Decorator function to define tasks within the context of Flask. It returns an instance of a BaseTask class than can be appliable for later executions.

Parameters:

f – a function to be decorated, this function will be used

for tasks execution.

Returns:

[BaseTask]

class flask_taskx.BaseTaskWorker
define_cron_task(*args, **kwargs)

Decorator function to define cron tasks within the context of Flask it triggers tasks when current time matches all specified time constraints, similarly to how the UNIX cron scheduler works.

Parameters:
  • year (int|str) – 4-digit year

  • month (int|str) – month (1-12)

  • day (int|str) – day of month (1-31)

  • week (int|str) – ISO week (1-53)

  • day_of_week (int|str) – number or name of weekday (0-6 or mon,tue,wed,thu,fri,sat,sun)

  • hour (int|str) – hour (0-23)

  • minute (int|str) – minute (0-59)

  • second (int|str) – second (0-59)

  • start_date (datetime|str) – earliest possible date/time to trigger on (inclusive)

  • end_date (datetime|str) – latest possible date/time to trigger on (inclusive)

  • timezone (datetime.tzinfo|str) – time zone to use for the date/time calculations (defaults to scheduler timezone)
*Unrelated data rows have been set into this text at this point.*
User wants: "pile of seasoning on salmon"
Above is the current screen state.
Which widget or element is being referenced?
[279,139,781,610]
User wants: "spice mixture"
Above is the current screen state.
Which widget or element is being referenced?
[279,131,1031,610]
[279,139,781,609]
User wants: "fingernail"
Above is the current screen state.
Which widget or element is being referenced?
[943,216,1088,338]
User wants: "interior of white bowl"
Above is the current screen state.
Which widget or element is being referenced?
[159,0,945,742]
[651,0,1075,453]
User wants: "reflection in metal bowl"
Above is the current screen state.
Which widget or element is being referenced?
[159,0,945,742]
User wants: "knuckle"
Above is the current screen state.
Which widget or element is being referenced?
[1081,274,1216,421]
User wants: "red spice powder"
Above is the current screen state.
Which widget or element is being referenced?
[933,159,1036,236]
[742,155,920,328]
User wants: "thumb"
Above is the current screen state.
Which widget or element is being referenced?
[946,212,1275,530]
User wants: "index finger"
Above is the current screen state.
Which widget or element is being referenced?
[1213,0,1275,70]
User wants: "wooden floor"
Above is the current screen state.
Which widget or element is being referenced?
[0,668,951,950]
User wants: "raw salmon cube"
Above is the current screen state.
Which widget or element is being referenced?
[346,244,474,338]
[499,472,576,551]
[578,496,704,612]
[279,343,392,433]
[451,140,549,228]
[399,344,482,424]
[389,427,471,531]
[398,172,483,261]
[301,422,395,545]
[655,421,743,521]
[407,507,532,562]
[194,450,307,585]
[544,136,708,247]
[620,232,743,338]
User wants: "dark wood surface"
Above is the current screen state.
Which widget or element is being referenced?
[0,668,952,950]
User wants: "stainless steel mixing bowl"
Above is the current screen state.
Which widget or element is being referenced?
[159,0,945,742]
  • jitter (int|None) – delay the job execution by jitter seconds at most

Note

The first weekday is always monday.

class flask_taskx.BaseTaskWorker
define_date_task(*args, **kwargs)

Decorator function to define cron tasks within the context of Flask it triggers tasks once on the given datetime. If run_date is left empty, current time is used.

Parameters:
  • run_date (datetime|str) – the date/time to run the job at

  • timezone (datetime.tzinfo|str) – time zone for run_date if it doesn’t have one already

class flask_taskx.BaseTask(name, scheduler)
apply(payload)

Function to schedule a deferred function execution in the tasks scheduler.

Parameters:

payload – a dictionary holding the param names as key and param values as value.